The LLM-based association of disease-specific research articles indexed in PubMed with causes of disease in the GBD database resulted in 7.5 million unique articles published between 1999 and 2021. As a single article can be associated with multiple causes of disease, this resulted in 9.7 million disease-cause article links. We assigned these publications to geographical regions based on the affiliation information associated with the first authors of research articles. In the life sciences, authorship norms associate first and last authors with leading roles in the research project. A comparison of the geographical locations of first and last authors showed that in over 90% of first–last author combinations, the geographical locations were identical at the country level, which is the most granular level of analysis in our study. We used the affiliation information recorded in PubMed and supplemented this with affiliation information from Web of Science. As the affiliation data were recorded as unstructured text, we used ChatGPT to process and assign countries to the affiliation strings, considerably enhancing the curated dataset. We also conducted a separate analysis based on the presence or absence of industry-affiliated co-authors, using information extracted from the authors’ institutional affiliations. We randomly selected 200 samples and had two independent raters assess the accuracy of the LLM-assigned country designations. In all cases (100%), both raters confirmed that the LLM country assignments were correct.

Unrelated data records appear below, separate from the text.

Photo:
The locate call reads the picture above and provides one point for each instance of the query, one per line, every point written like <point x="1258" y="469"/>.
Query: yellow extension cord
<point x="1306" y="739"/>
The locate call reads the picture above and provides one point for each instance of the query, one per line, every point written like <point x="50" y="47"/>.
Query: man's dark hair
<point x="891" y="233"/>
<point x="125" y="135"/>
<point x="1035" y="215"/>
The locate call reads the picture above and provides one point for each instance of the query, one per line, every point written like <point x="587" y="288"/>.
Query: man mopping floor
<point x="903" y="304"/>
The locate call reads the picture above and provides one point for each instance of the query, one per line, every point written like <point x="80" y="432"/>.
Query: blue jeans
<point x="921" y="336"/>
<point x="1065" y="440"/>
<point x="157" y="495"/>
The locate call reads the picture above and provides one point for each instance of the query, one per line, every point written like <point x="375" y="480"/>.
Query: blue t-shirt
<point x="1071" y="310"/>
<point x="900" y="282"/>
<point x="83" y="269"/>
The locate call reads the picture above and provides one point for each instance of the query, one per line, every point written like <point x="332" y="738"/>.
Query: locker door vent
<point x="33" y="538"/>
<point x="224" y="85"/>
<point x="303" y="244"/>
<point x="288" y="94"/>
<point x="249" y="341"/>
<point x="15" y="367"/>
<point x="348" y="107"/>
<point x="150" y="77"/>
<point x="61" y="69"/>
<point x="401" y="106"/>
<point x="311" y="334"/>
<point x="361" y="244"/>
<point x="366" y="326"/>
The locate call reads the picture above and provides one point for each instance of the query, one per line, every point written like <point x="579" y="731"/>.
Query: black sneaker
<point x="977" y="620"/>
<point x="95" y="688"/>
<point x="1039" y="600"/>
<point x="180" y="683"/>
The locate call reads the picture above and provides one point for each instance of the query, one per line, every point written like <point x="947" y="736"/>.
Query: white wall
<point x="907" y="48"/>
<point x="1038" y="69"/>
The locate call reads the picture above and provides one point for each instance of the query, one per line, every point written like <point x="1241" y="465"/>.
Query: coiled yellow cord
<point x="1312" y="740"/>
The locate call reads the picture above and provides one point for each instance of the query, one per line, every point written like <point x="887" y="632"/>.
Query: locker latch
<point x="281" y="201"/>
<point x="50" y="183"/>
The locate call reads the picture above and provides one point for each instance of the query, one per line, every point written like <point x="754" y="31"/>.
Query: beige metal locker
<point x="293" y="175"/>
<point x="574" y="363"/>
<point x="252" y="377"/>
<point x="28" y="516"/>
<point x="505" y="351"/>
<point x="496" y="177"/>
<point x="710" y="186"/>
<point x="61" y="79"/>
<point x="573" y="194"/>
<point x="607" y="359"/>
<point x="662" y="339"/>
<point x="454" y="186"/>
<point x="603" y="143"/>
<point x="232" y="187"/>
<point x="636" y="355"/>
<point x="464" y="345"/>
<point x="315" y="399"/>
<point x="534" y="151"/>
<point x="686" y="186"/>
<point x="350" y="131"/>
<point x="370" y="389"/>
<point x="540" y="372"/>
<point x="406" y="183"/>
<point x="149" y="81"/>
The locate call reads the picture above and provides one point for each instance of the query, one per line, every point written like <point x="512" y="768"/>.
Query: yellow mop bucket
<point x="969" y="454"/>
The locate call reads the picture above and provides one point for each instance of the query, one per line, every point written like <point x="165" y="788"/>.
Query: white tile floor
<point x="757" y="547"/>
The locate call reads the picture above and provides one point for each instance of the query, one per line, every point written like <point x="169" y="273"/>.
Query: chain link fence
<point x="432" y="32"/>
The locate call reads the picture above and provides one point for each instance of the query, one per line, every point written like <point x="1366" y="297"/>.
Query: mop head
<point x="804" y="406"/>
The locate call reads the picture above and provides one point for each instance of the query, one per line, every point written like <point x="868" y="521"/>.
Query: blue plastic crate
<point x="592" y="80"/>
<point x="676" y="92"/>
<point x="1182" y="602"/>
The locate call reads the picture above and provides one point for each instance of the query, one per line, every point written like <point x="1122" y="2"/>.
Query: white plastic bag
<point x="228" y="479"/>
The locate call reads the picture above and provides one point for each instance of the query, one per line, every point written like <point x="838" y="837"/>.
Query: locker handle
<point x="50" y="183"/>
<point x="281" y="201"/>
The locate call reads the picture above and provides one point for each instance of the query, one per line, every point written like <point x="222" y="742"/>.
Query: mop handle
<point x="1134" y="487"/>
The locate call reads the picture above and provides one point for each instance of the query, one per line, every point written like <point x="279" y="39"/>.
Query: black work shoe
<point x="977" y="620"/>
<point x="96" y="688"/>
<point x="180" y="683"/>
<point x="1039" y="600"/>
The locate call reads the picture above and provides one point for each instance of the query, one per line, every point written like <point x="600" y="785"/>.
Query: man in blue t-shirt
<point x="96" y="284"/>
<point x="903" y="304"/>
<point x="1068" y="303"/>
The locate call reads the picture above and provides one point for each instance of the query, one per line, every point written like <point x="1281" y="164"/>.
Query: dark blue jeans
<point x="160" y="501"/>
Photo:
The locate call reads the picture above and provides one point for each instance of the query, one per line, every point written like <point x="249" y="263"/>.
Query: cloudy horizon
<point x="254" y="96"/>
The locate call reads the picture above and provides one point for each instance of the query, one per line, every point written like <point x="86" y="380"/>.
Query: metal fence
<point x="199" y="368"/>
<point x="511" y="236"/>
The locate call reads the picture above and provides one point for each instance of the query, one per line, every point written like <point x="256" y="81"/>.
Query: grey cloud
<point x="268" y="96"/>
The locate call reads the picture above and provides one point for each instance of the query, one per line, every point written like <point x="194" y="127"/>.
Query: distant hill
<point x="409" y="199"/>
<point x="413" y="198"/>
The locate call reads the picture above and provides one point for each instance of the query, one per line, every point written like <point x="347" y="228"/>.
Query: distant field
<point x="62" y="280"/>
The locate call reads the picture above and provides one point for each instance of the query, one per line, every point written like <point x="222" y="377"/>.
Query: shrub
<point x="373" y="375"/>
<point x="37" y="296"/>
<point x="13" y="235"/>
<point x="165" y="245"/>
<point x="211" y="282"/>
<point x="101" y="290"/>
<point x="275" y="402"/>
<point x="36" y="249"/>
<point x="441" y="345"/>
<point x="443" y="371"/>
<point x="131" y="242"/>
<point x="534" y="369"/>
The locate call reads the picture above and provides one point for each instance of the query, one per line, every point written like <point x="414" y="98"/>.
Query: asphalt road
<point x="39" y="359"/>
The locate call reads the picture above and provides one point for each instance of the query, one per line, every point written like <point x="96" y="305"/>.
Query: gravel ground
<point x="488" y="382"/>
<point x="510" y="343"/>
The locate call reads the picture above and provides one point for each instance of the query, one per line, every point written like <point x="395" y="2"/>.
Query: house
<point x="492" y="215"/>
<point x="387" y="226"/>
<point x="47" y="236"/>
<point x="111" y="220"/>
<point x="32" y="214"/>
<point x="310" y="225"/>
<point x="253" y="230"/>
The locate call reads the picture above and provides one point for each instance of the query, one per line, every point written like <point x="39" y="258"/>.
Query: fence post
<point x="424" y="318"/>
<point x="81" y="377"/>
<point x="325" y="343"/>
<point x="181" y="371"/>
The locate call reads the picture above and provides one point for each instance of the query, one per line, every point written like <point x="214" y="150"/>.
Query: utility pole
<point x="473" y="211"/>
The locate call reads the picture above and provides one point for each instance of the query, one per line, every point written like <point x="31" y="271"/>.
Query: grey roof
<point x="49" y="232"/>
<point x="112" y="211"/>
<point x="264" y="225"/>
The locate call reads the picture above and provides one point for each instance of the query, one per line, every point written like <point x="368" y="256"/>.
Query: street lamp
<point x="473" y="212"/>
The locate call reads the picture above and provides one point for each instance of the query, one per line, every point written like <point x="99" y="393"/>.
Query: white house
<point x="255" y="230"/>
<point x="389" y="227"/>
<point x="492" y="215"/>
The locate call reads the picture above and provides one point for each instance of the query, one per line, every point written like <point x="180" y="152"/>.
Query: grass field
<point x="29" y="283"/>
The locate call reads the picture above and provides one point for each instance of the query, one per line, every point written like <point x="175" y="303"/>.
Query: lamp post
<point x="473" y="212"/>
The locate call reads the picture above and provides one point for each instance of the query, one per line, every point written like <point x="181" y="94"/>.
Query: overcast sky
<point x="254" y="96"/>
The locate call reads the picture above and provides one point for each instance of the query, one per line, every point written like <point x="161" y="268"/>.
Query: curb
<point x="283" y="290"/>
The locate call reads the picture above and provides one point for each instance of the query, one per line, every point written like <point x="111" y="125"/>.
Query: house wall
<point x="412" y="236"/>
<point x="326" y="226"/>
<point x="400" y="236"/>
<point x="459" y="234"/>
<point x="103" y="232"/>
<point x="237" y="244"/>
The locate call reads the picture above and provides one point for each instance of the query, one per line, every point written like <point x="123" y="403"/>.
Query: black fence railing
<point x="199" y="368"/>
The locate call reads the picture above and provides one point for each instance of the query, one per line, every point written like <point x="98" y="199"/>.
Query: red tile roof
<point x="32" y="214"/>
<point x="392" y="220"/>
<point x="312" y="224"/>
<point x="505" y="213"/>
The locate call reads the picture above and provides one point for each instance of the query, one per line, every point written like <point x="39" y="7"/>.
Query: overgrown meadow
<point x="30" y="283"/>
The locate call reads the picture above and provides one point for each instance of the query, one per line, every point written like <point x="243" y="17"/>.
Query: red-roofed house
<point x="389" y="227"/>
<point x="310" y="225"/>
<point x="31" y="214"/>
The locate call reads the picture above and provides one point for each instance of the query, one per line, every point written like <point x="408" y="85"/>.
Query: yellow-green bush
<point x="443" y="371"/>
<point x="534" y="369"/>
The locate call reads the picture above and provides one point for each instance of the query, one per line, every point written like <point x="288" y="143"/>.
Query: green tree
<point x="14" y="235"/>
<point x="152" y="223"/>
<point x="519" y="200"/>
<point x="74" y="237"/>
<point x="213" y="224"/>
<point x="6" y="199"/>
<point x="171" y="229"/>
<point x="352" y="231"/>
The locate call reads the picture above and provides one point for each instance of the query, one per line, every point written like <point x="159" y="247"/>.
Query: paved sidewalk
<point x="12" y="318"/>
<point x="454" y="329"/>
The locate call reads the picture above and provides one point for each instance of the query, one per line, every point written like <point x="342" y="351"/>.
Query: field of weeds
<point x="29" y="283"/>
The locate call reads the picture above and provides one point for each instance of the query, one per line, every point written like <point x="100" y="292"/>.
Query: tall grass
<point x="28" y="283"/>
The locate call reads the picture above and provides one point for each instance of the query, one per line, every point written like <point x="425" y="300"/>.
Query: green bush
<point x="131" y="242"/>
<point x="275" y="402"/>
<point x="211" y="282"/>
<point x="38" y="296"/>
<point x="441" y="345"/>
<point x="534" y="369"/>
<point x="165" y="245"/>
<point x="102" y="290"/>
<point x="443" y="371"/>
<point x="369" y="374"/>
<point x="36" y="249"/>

Overall, we geolocated over 25 million unique affiliation strings, including those of non-first authors, and successfully assigned geographical information to 6.7 million unique articles. This corresponds to 8.6 million article-to-cause links, covering approximately 89% of the articles in our sample. While our main analysis focused on first authors, a sensitivity analysis that considered all authors’ countries yielded consistent results. Additionally, for a subset of 71 from 100 randomly selected articles where study location could be inferred from the abstract, the first author’s country matched the research location in over 85% of cases.

To further enrich our dataset, we integrated article-specific funding information from Web of Science, available since 2008. Using the LLM, we assigned countries to funding agencies based on the acknowledgement text, automating what would otherwise have required extensive manual inspection. We also used this approach to identify major US public funding institutions, defined as those acknowledged in at least 1,000 research publications in our dataset and being financed by US taxpayer money. This process identified funding information for about 40% of disease-specific articles in our sample. It is important to note that while these funding data provide valuable insights into the sources of acknowledged funding, we are cautious about drawing conclusions for publications lacking such information. To our knowledge, these are the most comprehensive funding data currently available62.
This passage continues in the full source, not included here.